The most important of the unalienable rights is that Governments must derive their “powers from the consent of the governed.” The “consent of the governed” is fundamentally expressed through periodic free elections. When the President, or legislators, or the courts impose or enforce restrictions on who can vote, or how people can vote, or whose votes get counted to secure the outcome they prefer in elections, they are not deriving their “powers from the consent of the governed.”

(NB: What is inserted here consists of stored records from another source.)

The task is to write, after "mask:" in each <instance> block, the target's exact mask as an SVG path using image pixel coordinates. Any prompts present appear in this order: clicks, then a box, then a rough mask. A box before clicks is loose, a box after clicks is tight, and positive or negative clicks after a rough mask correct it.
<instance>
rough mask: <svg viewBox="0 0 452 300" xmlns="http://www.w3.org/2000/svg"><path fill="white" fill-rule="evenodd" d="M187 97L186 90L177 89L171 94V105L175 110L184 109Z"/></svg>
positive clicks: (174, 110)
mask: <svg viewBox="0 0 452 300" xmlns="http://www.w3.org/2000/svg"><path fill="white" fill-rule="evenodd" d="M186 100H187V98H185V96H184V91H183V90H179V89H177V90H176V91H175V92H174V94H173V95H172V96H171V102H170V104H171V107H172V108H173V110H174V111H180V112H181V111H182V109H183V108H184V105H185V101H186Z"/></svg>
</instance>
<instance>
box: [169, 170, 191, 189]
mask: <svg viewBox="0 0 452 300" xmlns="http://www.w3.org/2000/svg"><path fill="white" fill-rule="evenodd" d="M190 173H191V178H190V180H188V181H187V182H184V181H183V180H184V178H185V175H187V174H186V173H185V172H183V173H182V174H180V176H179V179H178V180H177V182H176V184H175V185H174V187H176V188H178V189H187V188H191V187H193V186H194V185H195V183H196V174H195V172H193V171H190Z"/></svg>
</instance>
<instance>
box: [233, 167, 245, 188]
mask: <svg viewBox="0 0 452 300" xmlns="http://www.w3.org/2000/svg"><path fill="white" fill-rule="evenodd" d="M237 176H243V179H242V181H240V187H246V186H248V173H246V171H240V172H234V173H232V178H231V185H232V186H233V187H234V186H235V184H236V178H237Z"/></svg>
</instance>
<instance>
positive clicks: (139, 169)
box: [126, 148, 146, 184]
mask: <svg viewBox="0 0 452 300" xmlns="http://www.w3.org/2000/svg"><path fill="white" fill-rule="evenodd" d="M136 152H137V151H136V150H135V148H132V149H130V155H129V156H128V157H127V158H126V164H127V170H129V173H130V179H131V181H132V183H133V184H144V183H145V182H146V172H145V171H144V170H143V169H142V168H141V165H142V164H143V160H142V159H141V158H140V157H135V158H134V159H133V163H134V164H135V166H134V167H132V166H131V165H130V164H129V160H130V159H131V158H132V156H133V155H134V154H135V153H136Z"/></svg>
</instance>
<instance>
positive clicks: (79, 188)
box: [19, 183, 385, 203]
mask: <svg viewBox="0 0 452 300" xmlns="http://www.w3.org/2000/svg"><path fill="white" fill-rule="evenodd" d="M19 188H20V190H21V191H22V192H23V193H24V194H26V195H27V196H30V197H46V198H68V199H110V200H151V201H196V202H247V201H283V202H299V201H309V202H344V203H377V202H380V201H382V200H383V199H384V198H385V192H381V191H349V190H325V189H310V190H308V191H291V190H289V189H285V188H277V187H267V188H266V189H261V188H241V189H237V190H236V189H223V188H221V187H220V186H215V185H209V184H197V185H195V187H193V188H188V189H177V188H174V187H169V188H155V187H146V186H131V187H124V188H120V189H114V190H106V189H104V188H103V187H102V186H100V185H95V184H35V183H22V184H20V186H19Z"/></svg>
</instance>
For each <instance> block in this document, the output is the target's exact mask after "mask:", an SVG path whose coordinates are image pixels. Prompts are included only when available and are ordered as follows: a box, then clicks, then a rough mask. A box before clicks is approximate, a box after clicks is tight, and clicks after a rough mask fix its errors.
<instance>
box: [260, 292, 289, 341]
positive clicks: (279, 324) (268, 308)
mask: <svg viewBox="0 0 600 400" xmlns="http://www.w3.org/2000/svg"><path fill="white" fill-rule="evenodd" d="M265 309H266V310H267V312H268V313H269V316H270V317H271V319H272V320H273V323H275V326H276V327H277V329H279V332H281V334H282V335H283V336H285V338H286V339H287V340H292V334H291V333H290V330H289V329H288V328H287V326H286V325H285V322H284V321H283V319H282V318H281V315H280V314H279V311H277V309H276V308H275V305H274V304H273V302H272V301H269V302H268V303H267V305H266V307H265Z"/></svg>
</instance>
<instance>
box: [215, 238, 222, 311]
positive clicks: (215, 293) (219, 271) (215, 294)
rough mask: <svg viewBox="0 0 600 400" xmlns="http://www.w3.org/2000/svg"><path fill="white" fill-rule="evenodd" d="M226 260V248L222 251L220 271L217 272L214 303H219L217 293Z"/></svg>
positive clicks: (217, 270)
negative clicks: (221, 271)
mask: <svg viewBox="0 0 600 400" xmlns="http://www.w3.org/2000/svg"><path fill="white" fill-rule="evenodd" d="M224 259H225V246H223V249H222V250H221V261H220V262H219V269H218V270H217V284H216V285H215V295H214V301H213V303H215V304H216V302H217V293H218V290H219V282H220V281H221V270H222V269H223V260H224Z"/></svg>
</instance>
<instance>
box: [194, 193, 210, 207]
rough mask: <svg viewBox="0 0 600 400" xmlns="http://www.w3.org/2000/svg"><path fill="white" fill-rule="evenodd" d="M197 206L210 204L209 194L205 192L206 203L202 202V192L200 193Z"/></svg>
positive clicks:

We should also remember if our present “Government becomes destructive of” of our unalienable rights or of “Life, Liberty, or pursuit of Happiness, . . . it is the Right of the People to alter or to abolish it, and to institute new Government.” Furthermore, as the Declaration asserts in a later paragraph, when a Government “evinces a design to reduce them under absolute Despotism, it is their right, it is their duty, to throw off such Government, and to provide new Guards for their future security.” Our Founders had to fight a Revolution to abolish the government that became destructive of their unalienable rights, but I hope Americans today will be able to alter ours through peaceful the means of protests, litigation and elections.

Finally, I want to focus on one of the abuses of the King of Great Britain that Thomas Jefferson listed as a justification for throwing off British government, specifically that the King was

obstructing the Laws for Naturalization of Foreigners; refusing to pass others to encourage their migrations hither

It is ironic and tragic that 250 years later our President and his Administration are obstructing the laws for the Naturalization of Foreigners and refusing to allow immigrants who came to this country lawfully to remain in the United States, and that our Supreme Court ruled only this past week that the President can do so. American citizens have an unalienable right as part of their “pursuit of Happiness” to have their friends and families and neighbors who entered into this country lawfully, and abide by our laws, remain in this country. The President and the Court do not have the authority to take that unalienable right away, and it angers and saddens me that they are doing so.

Source: https://www.archives.gov/founding-docs/declaration-transcript

In counterpoint and on a happier note today, July 4, 2026, I was at Thomas Jefferson’s Monticello in Virginia to celebrate the 250th anniversary of the adoption of the Declaration of Independence, and the Naturalization ceremony for 75 immigrants who became American citizens today. It gladdens me and gives me hope to see new Americans pledging their loyalty and commitment to the ideals of the Declaration of Independence and the Constitution of the United States of America, and to be with hundreds if not a thousand Americans who joined me in celebrating their new citizenship today.